Not only is there nothing to hide any more, you are suspect if you don’t proclaim your proclivities. To act as if you love your wife when you’re longing to get her daughter (or son) in the sack; to act as if you’re still a virgin at 19 when you’re not, or as if you don’t wake up in a different bed every Saturday morning; to act as if you’re sorry for the shaky life you’ve bequeathed your three illegitimate children: all this can make a person awfully nervous and resentful. Guilt and embarrassment went the way of bundling, signs of a damaged id; restraint is the only unnatural act. Be what you are, and shout what you have done. All feelings are equal, but some are more equal than others. Propriety is hypocrisy.
It’s just that my very naturalness is what makes me so ashamed.
The General Confession contained in the Morning Prayer service in the old Episcopal Book of Common Prayer read, in part, “We have left undone those things which we ought to have done; and we have done those things which we ought not to have done; and there is no health in us.” (The last seven words do not exist in the 1979 revision, which an Episcopal friend, one of the best men I know, found an improvement. “Thinking like that is self-defeating,” he said. “It makes it sound as if we can’t ever be any better than we are.” Wellll . . . ) The General Confession of Holy Communion in the old book, and in Rite I in the new (used for eight o’clock low-church diehards), contains the lines, “We do earnestly repent, and are heartily sorry for these our misdoings; the remembrance of them is grievous unto us; the burden of them is intolerable.”
No other phrases in the services fly from my tongue as instinctively as these. The Apostles’ and Nicene creeds are intricate and logical and vaguely incomprehensible to me, although I try to be saying the truth about what I believe when I say them; but these confessions are painful and immediate, compound fractures of my would-be private life, newly eloquent each week with my most recent tears and same old fretful remorses. There is no health in me; I will never get better. Attribute this to any theological or scientific cause you like, but call it the human condition.

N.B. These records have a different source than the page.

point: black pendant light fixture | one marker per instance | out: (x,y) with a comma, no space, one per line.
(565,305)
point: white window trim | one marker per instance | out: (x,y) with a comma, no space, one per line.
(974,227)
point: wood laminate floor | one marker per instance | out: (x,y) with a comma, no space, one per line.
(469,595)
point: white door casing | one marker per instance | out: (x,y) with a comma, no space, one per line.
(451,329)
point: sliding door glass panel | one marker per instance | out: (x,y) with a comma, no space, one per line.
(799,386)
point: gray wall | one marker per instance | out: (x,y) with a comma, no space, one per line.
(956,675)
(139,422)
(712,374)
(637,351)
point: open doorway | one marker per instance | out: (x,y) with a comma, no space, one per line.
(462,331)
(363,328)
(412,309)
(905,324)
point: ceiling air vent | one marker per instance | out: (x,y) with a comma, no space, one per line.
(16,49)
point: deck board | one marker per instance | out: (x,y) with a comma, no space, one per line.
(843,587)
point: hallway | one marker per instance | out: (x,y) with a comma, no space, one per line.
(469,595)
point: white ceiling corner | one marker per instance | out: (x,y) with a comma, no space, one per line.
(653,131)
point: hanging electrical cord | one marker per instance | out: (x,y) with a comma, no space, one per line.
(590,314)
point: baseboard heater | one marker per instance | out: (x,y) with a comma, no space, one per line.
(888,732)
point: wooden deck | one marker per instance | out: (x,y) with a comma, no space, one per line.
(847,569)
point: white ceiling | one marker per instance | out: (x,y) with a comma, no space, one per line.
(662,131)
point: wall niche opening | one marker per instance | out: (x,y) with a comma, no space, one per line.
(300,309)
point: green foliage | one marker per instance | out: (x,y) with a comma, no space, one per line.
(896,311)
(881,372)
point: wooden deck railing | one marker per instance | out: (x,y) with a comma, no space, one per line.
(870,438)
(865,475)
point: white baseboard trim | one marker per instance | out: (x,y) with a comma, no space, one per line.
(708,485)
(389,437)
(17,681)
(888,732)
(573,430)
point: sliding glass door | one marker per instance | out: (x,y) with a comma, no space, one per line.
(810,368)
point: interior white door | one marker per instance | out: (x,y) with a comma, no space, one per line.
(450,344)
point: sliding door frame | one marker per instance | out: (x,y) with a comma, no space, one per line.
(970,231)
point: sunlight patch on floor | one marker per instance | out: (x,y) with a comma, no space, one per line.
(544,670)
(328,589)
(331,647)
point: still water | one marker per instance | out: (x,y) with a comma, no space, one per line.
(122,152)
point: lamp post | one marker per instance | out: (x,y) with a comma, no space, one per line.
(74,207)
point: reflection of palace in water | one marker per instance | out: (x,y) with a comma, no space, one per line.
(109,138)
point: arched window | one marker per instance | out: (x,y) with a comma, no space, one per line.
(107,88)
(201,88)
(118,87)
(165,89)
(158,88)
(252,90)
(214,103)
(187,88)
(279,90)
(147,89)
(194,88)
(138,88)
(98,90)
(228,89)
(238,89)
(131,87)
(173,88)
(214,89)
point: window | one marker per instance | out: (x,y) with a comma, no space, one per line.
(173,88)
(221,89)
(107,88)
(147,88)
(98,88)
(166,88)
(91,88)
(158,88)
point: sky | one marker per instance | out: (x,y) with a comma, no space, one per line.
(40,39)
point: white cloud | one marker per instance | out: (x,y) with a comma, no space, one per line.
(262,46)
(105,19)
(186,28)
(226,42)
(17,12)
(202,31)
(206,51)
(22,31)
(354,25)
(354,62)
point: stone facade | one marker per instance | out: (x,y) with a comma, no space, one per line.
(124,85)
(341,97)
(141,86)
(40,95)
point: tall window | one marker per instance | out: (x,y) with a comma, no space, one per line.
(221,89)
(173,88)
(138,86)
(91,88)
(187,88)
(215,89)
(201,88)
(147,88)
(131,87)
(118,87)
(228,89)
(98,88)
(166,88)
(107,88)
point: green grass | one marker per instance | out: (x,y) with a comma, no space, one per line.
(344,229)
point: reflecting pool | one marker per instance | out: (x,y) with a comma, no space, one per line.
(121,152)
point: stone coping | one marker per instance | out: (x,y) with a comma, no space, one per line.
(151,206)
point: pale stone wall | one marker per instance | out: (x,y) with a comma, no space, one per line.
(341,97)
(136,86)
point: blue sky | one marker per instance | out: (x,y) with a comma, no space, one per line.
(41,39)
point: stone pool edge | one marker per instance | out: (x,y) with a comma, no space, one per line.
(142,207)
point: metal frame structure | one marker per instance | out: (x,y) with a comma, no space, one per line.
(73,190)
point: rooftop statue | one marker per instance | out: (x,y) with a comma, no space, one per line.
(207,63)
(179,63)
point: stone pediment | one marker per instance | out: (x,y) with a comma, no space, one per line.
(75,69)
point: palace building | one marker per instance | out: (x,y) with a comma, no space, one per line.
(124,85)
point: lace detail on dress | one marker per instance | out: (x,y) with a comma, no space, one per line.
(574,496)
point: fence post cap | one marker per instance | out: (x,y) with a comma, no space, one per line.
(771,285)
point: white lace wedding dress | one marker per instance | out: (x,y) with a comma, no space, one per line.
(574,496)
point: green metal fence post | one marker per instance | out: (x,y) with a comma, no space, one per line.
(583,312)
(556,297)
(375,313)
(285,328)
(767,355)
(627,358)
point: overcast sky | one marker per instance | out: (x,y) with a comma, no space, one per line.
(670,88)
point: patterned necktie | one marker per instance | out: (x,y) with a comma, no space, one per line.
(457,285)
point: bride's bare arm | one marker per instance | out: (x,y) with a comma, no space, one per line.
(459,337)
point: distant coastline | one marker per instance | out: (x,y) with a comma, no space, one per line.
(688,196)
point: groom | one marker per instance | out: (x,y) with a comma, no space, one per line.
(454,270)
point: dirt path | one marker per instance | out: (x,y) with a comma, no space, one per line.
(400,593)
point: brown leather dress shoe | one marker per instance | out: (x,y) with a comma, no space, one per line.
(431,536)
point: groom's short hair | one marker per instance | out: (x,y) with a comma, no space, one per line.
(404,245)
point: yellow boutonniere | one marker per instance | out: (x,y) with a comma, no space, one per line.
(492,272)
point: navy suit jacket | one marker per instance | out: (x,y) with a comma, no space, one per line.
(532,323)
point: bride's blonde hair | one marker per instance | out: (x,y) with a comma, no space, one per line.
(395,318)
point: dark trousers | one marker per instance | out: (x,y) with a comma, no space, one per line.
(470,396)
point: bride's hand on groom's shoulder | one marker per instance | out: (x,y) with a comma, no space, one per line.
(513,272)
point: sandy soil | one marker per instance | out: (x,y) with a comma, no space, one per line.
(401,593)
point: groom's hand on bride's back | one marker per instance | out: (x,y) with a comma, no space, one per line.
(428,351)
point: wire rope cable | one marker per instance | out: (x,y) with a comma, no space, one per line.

What I’d like to read about more often, I think, is the acknowledgment of: (a) a little more shame; and (b) the sometime appropriateness of “hypocrisy,” which is often just good manners. Date whatever kind of fauna you find attractive, but don’t try to make us think perversion is enlightenment. Mankind has known better for millennia. Let off a little steam on Friday nights, but take the children to Grandma’s first and tell her you’ll be working late at the office; she’ll appreciate the effort at pretense. Raise your illegitimate child, or give it up for adoption, but don’t ask me to pay you for it, or act as if a one-parent home is the best of all possible worlds. Have the good grace to blush and avert your eyes once in a while. God knows we’ve all earned that privilege.